[HN Gopher] What Is Rust's Unsafe? (2019)
___________________________________________________________________
What Is Rust's Unsafe? (2019)
Author : luu
Score : 100 points
Date : 2022-04-10 17:36 UTC (5 hours ago)
(HTM) web link (nora.codes)
(TXT) w3m dump (nora.codes)
| verdagon wrote:
| Interestingly enough, unsafe is the root reason Rust couldn't add
| Vale's Seamless Concurrency feature [0] which is basically a way
| to add a "parallel" loop that can access any existing data,
| without refactoring it or any existing code.
|
| If Rust didn't have unsafe, it could have that feature. Instead,
| the Rust compiler assumes a lot of data is !Sync, such as
| anything that might indirectly contain a trait object (unless
| explicitly given + Sync) which might contain a Cell or RefCell,
| both of which are only possible because of unsafe.
|
| Without those, without unsafe, shared borrow references would be
| true immutable borrow references, and Sync would go away, and we
| could have Seamless Concurrency in Rust.
|
| I often wonder what else would emerge in an unsafe-less Rust!
|
| Still, Given Rust's priorities (low level development) and the
| borrow checker's occasional need for workarounds, and the sheer
| usefulness of shared mutability, it was a wise decision for Rust
| to include unsafe.
|
| [0] https://verdagon.dev/blog/seamless-fearless-structured-
| concu...
| ______-_-______ wrote:
| I'm not sure I follow this. If Rust wanted the feature in that
| blog post, they could restrict it to only accessing data that
| is Sync. They wouldn't have to throw out the concept of Sync
| entirely, in fact cases like this are the reason it exists.

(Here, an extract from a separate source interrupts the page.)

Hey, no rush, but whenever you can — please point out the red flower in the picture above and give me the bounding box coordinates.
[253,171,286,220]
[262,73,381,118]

| Rust just chooses to leave this kind of feature up to libraries
| instead of building it into the language.
|
| And even without unsafe, you still couldn't assume all data is
| Sync. Counter-examples include references to data in thread-
| local storage, and most data used with ffi.
| zozbot234 wrote:
| > Without those, without unsafe, shared borrow references would
| be true immutable borrow
|
| Rust devs have thought about implementing "true immutable"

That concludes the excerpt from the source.